Mark Up Legislation. UX would be hard but maybe something like Medium where my representative could post a pending bill, write comments and then open it up for responses from constituents. If you’re looking for a research project go figure out what legislation is pending this week, what’s your congressional delegations view and what gaps of knowledge would they like to find to be better informed. Let me know what you find.

Constituent Polls. Suppose there’s an important (they all are) vote coming up in the House this week. Wouldn’t it be great to have a way to be notified of that pending vote and then a way I could vote through a poll online? It could be more subtle than Yes/No, but that would be good to know as well. I’m not talking about it being binding, just some quick directional feedback.

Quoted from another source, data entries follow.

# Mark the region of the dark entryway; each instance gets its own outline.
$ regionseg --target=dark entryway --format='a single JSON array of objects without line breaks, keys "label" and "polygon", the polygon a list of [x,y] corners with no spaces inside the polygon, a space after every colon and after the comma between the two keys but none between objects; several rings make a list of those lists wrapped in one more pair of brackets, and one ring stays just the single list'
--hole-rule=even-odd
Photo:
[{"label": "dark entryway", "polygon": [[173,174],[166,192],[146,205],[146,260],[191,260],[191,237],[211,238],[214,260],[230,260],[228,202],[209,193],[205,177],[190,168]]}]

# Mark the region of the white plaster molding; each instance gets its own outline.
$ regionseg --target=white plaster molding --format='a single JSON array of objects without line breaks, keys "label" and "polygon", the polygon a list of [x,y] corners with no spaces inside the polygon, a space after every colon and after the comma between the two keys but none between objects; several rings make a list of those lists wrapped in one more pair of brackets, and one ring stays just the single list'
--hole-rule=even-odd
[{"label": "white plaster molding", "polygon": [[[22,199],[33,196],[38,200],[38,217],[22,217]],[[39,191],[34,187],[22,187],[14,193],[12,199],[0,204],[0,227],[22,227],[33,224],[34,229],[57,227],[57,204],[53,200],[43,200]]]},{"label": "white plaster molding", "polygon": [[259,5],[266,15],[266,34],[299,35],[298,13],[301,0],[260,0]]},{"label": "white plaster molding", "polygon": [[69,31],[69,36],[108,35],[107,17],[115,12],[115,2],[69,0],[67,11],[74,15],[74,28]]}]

Scalable POTS. Okay this isn’t really a current “everyday technology,” but the architecture behind it’s design is quite everyday for most internet apps: virtualization. Getting ready to launch a big ad campaign, toss up a few AWS instances with a load balancer to handle the load. Design systems to automatically scale during high use. A phone number is simply a POTS (plain old telephone system) endpoint and could (with the proper design), never be busy.

With most of these, you’d have to implement some sort of authentication system to ensure you don’t get gamed by bots or trolled by folks out of your district, but that’s okay because with this level of access, constituents can incur a bit of inconvenience.

I suppose we need to keep the phones and email but my thinking is that if I had more engaging ways to connect with my government, I wouldn’t use them as much — and I’d likely feel more engaged and fulfilled. Reflect on your own life: are you more likely to post something on Facebook for a whole bunch of your friends to see or send a long email to each one of them?

The economics of journalism today means that most of the 535 members of Congress can quietly, and without much supervision, do whatever they wish far away from the visibility of their constituents. They can blockade our input with full voicemail systems or with something as easy as a busy signal. They can refuse to host town halls and not take our appointments. This is flat wrong. We don’t need a wall in America, we already have one around our government. We deserve better.